During World War II, people with both immutable physical characteristics or religious, cultural and social associations like mine were tortured and murdered. Historically, the peaceful values of both my ancestral culture and both the religion in which I was raised and the one I currently practice were warped and distorted by state governments for propaganda of fear-mongering, hate-mongering, and social control.

During my lifetime, I have personally been subjected to treatment which constitutes torture and crimes against humanity. I know many other people belonging to the both the same and other cultural, religious, and social groups and as me who have been subjected to the same. My local, state and federal governments have condoned this treatment and failed to hold the perpetrators accountable. I have been subjected to this treatment, not, in fact, because of the groups that I belong to, but because I reported the atrocities that I witnessed and experienced and because I fought back. The same is true for many others around me, regardless of race, religion, culture, and the like.

It does not matter what ethnic, religious, social, or cultural group you belong to. During the reign of a totalitarian government, any person is potentially a member of a group that was referred to by Nazis during the Holocaust as “untermenschen,” or “subhumans.” This group still exists today, under the totalitarian government under which I live.

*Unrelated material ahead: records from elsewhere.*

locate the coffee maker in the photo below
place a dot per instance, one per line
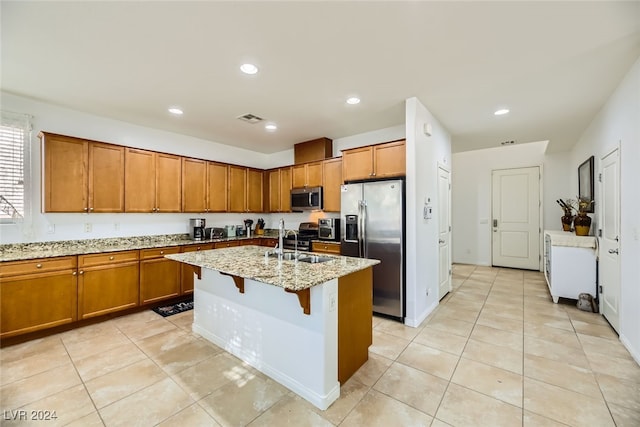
(196, 228)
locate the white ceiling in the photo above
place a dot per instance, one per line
(553, 64)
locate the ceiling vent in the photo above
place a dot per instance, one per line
(250, 118)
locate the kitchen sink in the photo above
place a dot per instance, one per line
(288, 256)
(315, 259)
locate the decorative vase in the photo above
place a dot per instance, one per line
(567, 220)
(582, 224)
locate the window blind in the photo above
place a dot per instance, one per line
(15, 133)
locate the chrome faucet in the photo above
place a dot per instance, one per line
(280, 250)
(295, 235)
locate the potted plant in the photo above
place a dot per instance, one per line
(582, 222)
(567, 218)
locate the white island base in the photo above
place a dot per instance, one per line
(265, 326)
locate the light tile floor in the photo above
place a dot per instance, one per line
(496, 352)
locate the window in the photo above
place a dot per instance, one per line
(15, 137)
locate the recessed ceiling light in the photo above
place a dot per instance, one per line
(249, 68)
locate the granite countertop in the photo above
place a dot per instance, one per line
(250, 262)
(25, 251)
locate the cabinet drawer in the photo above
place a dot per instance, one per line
(333, 248)
(107, 258)
(199, 247)
(158, 252)
(38, 265)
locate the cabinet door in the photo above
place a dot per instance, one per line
(237, 188)
(139, 180)
(159, 279)
(314, 174)
(299, 176)
(331, 184)
(217, 181)
(194, 185)
(168, 183)
(285, 189)
(389, 159)
(106, 177)
(65, 174)
(37, 301)
(107, 288)
(357, 164)
(254, 190)
(273, 181)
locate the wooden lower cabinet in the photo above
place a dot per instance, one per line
(326, 247)
(37, 294)
(159, 276)
(107, 283)
(187, 271)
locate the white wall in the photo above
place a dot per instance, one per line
(424, 153)
(471, 195)
(618, 123)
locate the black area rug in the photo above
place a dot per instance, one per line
(170, 310)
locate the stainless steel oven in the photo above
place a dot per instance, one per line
(306, 199)
(329, 229)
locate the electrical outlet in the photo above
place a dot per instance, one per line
(332, 302)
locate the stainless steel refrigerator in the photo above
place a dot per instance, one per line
(372, 226)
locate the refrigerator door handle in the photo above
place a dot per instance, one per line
(365, 252)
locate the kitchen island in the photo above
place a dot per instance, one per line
(306, 325)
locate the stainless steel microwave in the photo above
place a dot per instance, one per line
(306, 199)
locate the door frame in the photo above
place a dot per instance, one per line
(540, 211)
(447, 169)
(600, 212)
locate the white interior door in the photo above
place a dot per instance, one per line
(444, 231)
(516, 218)
(609, 274)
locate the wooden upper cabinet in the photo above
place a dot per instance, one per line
(194, 185)
(254, 190)
(217, 186)
(168, 182)
(65, 173)
(279, 194)
(82, 176)
(332, 173)
(389, 159)
(237, 188)
(152, 181)
(245, 189)
(307, 175)
(106, 177)
(140, 180)
(285, 189)
(375, 161)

Absolutely anyone can be labeled a member of this group, and absolutely anyone is a potential target.

Dear America — your human sacrifices do not absolve you of your crimes, and they will not absolve you of your guilt.

No matter who you are, one day you too, could one day be treated as “subhuman.” And also, no matter who you are, one day, you too could be the person who treats someone else that way. You might even be doing it right now. And if the propaganda and mind control that is inflicted on you every single day of your life has succeeded in breaking your consciousness to the point where you can no longer see the truth when it’s right in front of you — you might not even be aware of it. But you will be one day. And it’s gonna hurt.